Are you guys serious? I was just trying to squash the 'your myki expires if you don't use it for 90 days' myth, and you all carry on about station attendants and short term tickets. No wonder the myth persists.
For a long time we have had one tame Myki apologist who is out of touch with reality; now we have another.
I'm reject that, I'm just pointing out how the system currently functions. You know, offering help to those who don't know.
Listen to yourself - you're blaming the user as is typical with anyone connected to Myki.
"Go to a top-up machine and press zoom" - how the frig would an irregular user know that?
"See a Station Attendant" - that's plainly ridiculous and you should know it. What proportion of stations are staffed? Less than ten percent?
"Register on-line first?" Another hilarious joke. Why would a very occasional user want to go though the rigmarole of registered a public transport ticket on-line, with a set of logins? Why? Another case of the user having to meet the needs of the system instead of the other way round.
So - try and explain to me what happened to my friends from the country when they hadn't used their Myki cards for several months, came to Melbourne and tried to touch on and were 'declined' or whatever (they said it just didn't work) which resulted in them throwing their cards in the bin. I read Daniel Bowen's post and I still don't understand. Perhaps I'm one of those stupid people you were alluding to.
What happened? Plain English please.
Well, I was hoping you'd shed light on that, seeing as it's your story. If you read my own post, you'd realise I only mentioned registering online as a possible explanation as to why the card was declined.
As I said, there's only a few situations where you can't use money on your card:
*It's been more than 90 days since you did an online top up, and you can't collect it. It hasn't gone, you just have to wait a day. You can still use any other money on the card.
*An automatic top-up has been declined by your bank (auto top-up is set up by you online to top up your myki money if it falls below a threshold, or every 28 days if you have a pass)
*You've reported it stolen
You seem fairly certain the cards weren't registered online, so that rules out those possibilities. You're left with:
*The card is 4 years old and has expired
*The card is broken
Or one other possibility: the validator is broken. But I would hope anyone would try another validator before throwing away their card....
Nothing whatever to do with a 90 day expiry for not using your card. My money's on the 4 year expiry, especially if the validator said declined, as opposed to not reacting at all. You can bash myki for this all you want, but all cards expire, and no metcard or paper ticket lasts 4 years. (Ironically, if they had registered the card, they would have been sent a letter advising them it's about to expire).
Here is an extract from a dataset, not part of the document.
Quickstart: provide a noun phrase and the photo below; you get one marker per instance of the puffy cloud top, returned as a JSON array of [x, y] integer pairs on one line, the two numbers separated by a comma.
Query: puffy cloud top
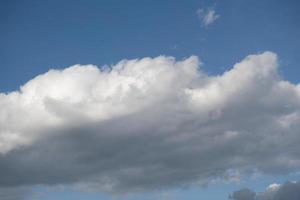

Station Attendants: Well you don't have to see a station attendant, you can mail it off instead.
As for short term tickets, has VLine actually said paper tickets will be completely abolished, or do they plan to keep them on? If so, conductors could easily be able to sell you a myki as bus drivers can, although you're supposed to buy your ticket before you travel on VLine, even before myki.
And short term tickets on trams? Well I agree completely, of course it's needed.